2015-12-21 01:12:55,635 Stage-2 map = 0%,  reduce = 0%
2015-12-21 01:13:39,342 Stage-2 map = 20%,  reduce = 0%, Cumulative CPU 5.49 sec
2015-12-21 01:13:43,618 Stage-2 map = 40%,  reduce = 0%, Cumulative CPU 31.79 sec
2015-12-21 01:13:45,692 Stage-2 map = 60%,  reduce = 0%, Cumulative CPU 34.42 sec
2015-12-21 01:13:46,735 Stage-2 map = 73%,  reduce = 0%, Cumulative CPU 45.1 sec
2015-12-21 01:13:48,812 Stage-2 map = 80%,  reduce = 0%, Cumulative CPU 46.87 sec
2015-12-21 01:13:57,125 Stage-2 map = 93%,  reduce = 0%, Cumulative CPU 60.03 sec
2015-12-21 01:13:58,160 Stage-2 map = 100%,  reduce = 0%, Cumulative CPU 61.46 sec
2015-12-21 01:14:42,001 Stage-2 map = 100%,  reduce = 67%, Cumulative CPU 72.34 sec
2015-12-21 01:15:42,196 Stage-2 map = 100%,  reduce = 67%, Cumulative CPU 141.27 sec
2015-12-21 01:16:31,357 Stage-2 map = 100%,  reduce = 68%, Cumulative CPU 183.86 sec
2015-12-21 01:17:31,587 Stage-2 map = 100%,  reduce = 68%, Cumulative CPU 245.5 sec
2015-12-21 01:18:31,840 Stage-2 map = 100%,  reduce = 68%, Cumulative CPU 306.58 sec
2015-12-21 01:19:32,275 Stage-2 map = 100%,  reduce = 68%, Cumulative CPU 371.49 sec
2015-12-21 01:20:32,549 Stage-2 map = 100%,  reduce = 68%, Cumulative CPU 433.61 sec
2015-12-21 01:20:58,591 Stage-2 map = 100%,  reduce = 69%, Cumulative CPU 457.46 sec
2015-12-21 01:21:58,904 Stage-2 map = 100%,  reduce = 69%, Cumulative CPU 516.95 sec
2015-12-21 01:22:59,143 Stage-2 map = 100%,  reduce = 69%, Cumulative CPU 576.51 sec
2015-12-21 01:23:59,480 Stage-2 map = 100%,  reduce = 69%, Cumulative CPU 636.39 sec
2015-12-21 01:24:59,810 Stage-2 map = 100%,  reduce = 69%, Cumulative CPU 692.75 sec
2015-12-21 01:25:59,978 Stage-2 map = 100%,  reduce = 69%, Cumulative CPU 757.39 sec
2

2 Answers

1
votes

Your reducers are progressing slowly step by step and taking time to complete.

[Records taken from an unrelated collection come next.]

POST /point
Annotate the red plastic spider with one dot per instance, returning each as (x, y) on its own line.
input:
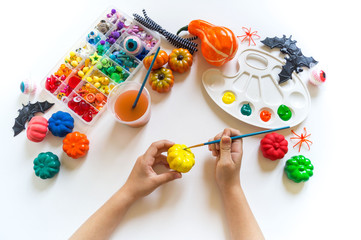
(249, 36)
(302, 138)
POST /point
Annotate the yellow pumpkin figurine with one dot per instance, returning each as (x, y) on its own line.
(180, 158)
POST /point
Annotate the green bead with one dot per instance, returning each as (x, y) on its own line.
(246, 109)
(116, 77)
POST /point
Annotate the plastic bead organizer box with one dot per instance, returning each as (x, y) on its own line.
(110, 53)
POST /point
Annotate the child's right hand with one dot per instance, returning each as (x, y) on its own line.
(229, 158)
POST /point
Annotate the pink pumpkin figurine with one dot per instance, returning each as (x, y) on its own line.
(37, 129)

A map reduce job essentially three stages: Map task, Shuffle and Reducer task.

Each of these stage contribute 33.33% completion for the overall job completion. Here first two stages Map task and Shuffle of data is getting completed. That is why the you are seeing Reducer has completed 67%. Rest of the completion depends on the progress of Reducer task. The Reducer side join is taking time.

0
votes

You can use set mapreduce.job.reduces=<number_of_reducers>. If it does not speed up, paste the complete log. You can start with as 4 and see if it is improving performance.

Also give some details about configuration of your cluster. Single node or multi node, if it is multi node, how many etc.